Que devia haver calma em sua segura inquietação.

Quando o homem adverso feria

O homem, o animal ou o pássaro

Ocultamos nossos temores nesse sopro assassino,

Silêncio, silêncio a ser cumprido, quando a Terra cresceu ruidosa,

Nos refúgios e asilos do tremendo alarido.

 

Havia glória a ser ouvida

Nas igrejas de suas lágrimas,

Suspiravas toda vez que o seu braço peludo te golpeava,

Oh, tu que não pudeste chorar

Sobre a terra quando um homem morria

Verteste uma lágrima de júbilo no dilúvio sobrenatural

E reclinaste a face numa concha em forma de nuvem:

Agora estamos sós, tu e eu, na escuridão.

 

Dois sombrios e arrogantes irmãos,

Aferrolhados lado a lado pelo inverno,

Gritam a esse inóspito ano desértico,

Oh, nós que sequer podíamos exalar

Um tíbio suspiro quando ouvimos

Pulsar a cupidez em nosso próximo e o fogo no vizinho

Mas aninhados e gemebundos na parede azul do céu

Vertemos agora uma lágrima imensa pela queda quase ignorada,

 

Pelo declínio dos lares,

Que não amamentam nossos ossos,

Nossa genuína poeira de estrangeiros

Nem as mortes indômitas de uns poucos a quem jamais encontramos,

Cavalgar através das portas de nossa casa inviolada,

Vemos agora, solitários em nós,

Exilados em nós mesmos, despertamos o tenro,

Desenfreado, indefeso, sedoso e áspero amor que espedaça todas as rochas.


Referências:

Em Inglês

THOMAS, Dylan.

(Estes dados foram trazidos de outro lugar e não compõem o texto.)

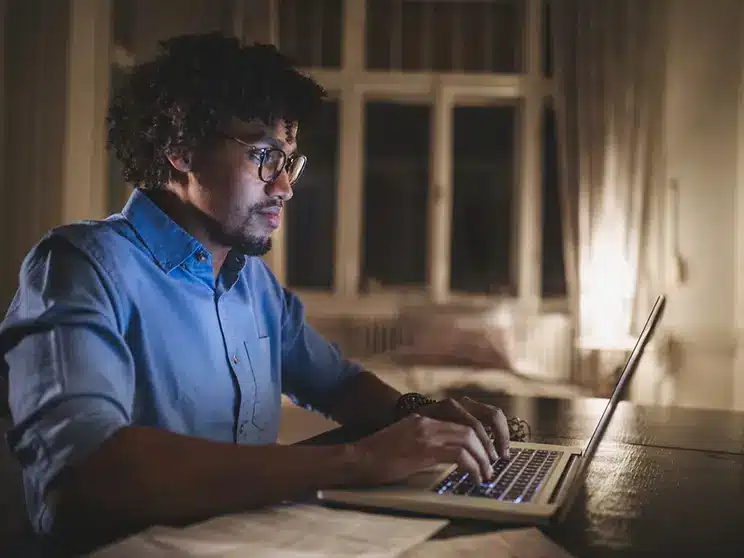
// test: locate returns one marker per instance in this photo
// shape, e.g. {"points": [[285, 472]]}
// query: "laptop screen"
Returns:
{"points": [[628, 371]]}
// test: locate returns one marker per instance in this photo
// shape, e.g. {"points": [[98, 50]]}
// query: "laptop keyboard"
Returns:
{"points": [[515, 480]]}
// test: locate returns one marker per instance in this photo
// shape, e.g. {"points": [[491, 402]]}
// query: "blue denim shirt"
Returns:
{"points": [[121, 322]]}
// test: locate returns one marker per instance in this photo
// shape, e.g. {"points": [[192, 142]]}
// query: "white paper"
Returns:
{"points": [[297, 531], [512, 543]]}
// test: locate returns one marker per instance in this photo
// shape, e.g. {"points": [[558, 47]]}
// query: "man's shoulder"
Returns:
{"points": [[102, 243]]}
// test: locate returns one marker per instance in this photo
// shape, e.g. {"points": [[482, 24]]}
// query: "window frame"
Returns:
{"points": [[352, 85]]}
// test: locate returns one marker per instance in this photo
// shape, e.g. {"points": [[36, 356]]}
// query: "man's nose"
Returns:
{"points": [[280, 188]]}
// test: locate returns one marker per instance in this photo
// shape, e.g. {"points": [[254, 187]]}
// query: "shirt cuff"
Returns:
{"points": [[60, 435]]}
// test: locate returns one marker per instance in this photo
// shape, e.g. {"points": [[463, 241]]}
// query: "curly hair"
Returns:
{"points": [[194, 85]]}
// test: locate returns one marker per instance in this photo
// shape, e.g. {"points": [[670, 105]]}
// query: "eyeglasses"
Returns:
{"points": [[272, 161]]}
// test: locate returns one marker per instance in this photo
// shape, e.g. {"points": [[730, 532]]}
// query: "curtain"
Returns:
{"points": [[609, 76]]}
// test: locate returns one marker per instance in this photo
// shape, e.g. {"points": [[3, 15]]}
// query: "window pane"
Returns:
{"points": [[311, 213], [396, 178], [483, 193], [547, 39], [310, 31], [445, 36], [553, 270]]}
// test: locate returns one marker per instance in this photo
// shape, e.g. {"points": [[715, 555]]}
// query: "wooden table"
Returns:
{"points": [[664, 481]]}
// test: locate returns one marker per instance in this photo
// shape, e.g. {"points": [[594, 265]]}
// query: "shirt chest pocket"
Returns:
{"points": [[262, 396]]}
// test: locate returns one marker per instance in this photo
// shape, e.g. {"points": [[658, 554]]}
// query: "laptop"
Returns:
{"points": [[535, 486]]}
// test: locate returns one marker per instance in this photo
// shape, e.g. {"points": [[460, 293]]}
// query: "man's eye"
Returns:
{"points": [[256, 155]]}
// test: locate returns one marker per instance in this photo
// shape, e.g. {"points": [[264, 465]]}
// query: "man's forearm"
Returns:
{"points": [[143, 476], [365, 403]]}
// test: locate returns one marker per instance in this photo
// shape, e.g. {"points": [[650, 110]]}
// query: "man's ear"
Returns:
{"points": [[181, 160]]}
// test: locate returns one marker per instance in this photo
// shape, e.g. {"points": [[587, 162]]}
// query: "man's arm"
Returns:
{"points": [[143, 476], [365, 403], [72, 396]]}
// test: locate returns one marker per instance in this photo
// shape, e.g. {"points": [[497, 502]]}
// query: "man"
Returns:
{"points": [[147, 353]]}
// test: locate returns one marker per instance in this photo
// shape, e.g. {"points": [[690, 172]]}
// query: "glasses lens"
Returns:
{"points": [[295, 168], [272, 164]]}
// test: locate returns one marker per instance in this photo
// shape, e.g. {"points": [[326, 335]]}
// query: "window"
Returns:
{"points": [[553, 270], [444, 168], [396, 183], [311, 214], [482, 188]]}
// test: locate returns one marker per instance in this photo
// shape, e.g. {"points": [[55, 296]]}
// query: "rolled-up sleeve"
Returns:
{"points": [[313, 369], [70, 373]]}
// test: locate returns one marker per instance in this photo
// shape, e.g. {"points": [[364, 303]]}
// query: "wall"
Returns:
{"points": [[56, 79], [703, 82]]}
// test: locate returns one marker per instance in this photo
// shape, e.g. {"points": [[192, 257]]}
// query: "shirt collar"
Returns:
{"points": [[168, 243]]}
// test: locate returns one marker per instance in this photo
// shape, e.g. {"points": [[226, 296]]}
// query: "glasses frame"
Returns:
{"points": [[287, 161]]}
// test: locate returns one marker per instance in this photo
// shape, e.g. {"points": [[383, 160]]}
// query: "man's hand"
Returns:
{"points": [[444, 432], [488, 422]]}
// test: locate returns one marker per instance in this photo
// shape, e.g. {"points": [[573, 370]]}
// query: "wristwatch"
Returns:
{"points": [[409, 402]]}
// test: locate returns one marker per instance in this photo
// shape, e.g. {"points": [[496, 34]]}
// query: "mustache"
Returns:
{"points": [[267, 205]]}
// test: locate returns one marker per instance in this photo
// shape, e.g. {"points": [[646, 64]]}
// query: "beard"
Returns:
{"points": [[243, 238], [251, 245]]}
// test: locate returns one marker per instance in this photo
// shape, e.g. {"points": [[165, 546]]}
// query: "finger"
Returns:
{"points": [[465, 437], [465, 461], [500, 431], [468, 419]]}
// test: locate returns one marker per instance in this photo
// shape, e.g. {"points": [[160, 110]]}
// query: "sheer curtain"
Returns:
{"points": [[609, 75]]}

The force that through the green fuse drives the flower. In: __________. Collected poems: 1934-1952. 1st ed.; 12th rep. London, EN: J. M. Dent & Sons Ltd., may 1959. p. 125-126.

Em Português

THOMAS, Dylan. A força que impele a flor através do verde estopim. Tradução de Ivan Junqueira. In: __________. Poemas reunidos: 1934-1953. Editados pelos professores Walford Davies e Ralph Maud. Tradução e introdução de Ivan Junqueira. Rio de Janeiro, RJ: José Olympio, 1991. p. 95-96.